How could devotees gather
on a farm in Poland
and in cities of Poland
except that Your Divine Grace wanted it?
Of course, Lord Caitanya wanted it,
but He picked you to deliver
the Hare Krishna movement
which is carried on now by your followers.
Going through the samsara song,
happy to see the friendly forms
of Panca-tattva. We joined
Gaura, Nitai and Gadadhara
with Their arms upraised,
and then palms joined
like Sri Advaita and Srivasa Thakura.
All this is due to your mercy.
Prabhupada, I am happy,
the tulasis are green and bushy,
the ladies are chaste, the men are
pure and hard-working, no one cynical,
everyone following the sastra,
the Bhaktivedanta purports are translated
into all languages,
mangala-arati in every home and communes
spotted all over forest and city. The dawn rising,
even birds sound auspicious, and the leftover moon.
This is the prediction of Lord Caitanya.
All glories to Srila Prabhupada.
Prabhupada is preaching, and I am
like a cricket by the hearth,
listening 20 years later.
He’s talking to a professor in L.A.
The door squeaks and more guests come
into his room. “Hare Krishna.”
He’s telling them all, though facing the professor—
even a little God consciousness is so valuable.

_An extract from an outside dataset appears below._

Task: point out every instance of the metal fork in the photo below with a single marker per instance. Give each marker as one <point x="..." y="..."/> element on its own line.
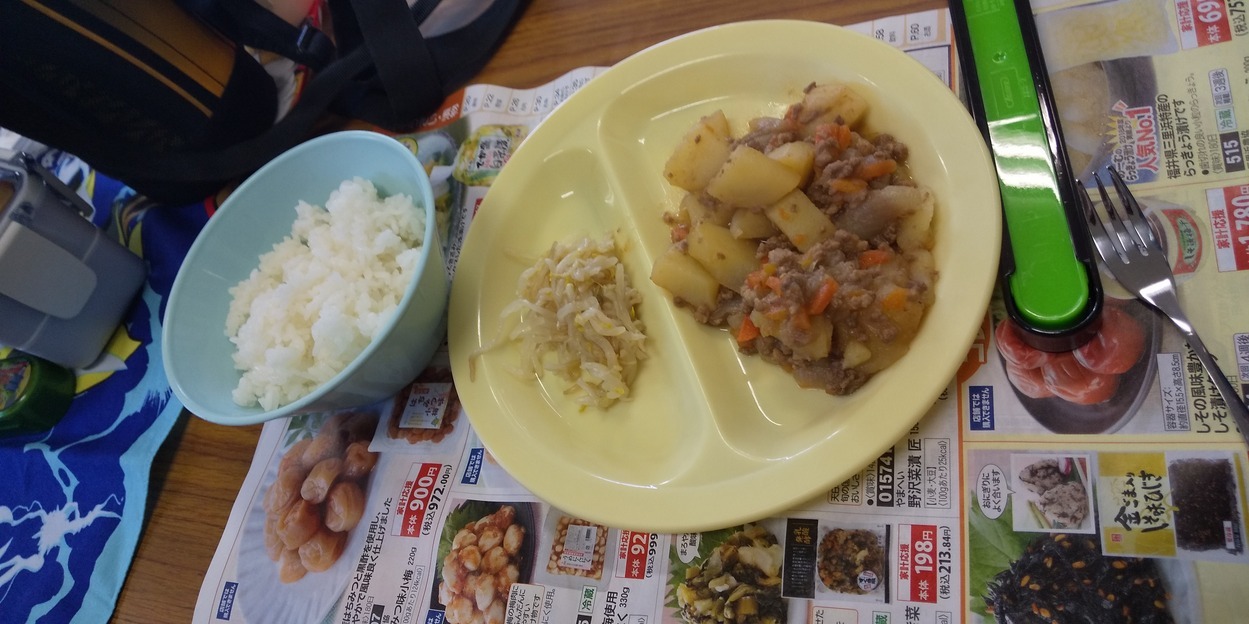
<point x="1130" y="251"/>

His disciples were drug-addicted but gave it
up at once when he asked them.
“Your government is spending millions of dollars to stop
the drug habit, but it is all failure.”
God consciousness . . . he makes it sound universal.
He makes it sound easy,
which it is when you are with him.
God consciousness—he skillfully explains
that Krishna is the God of gods
as told in Bhagavad-gita and by
sages of ancient past
and “most recently”
Prabhupada says, “I’m a Hindu
so I may accept Krishna as superstition, you may think.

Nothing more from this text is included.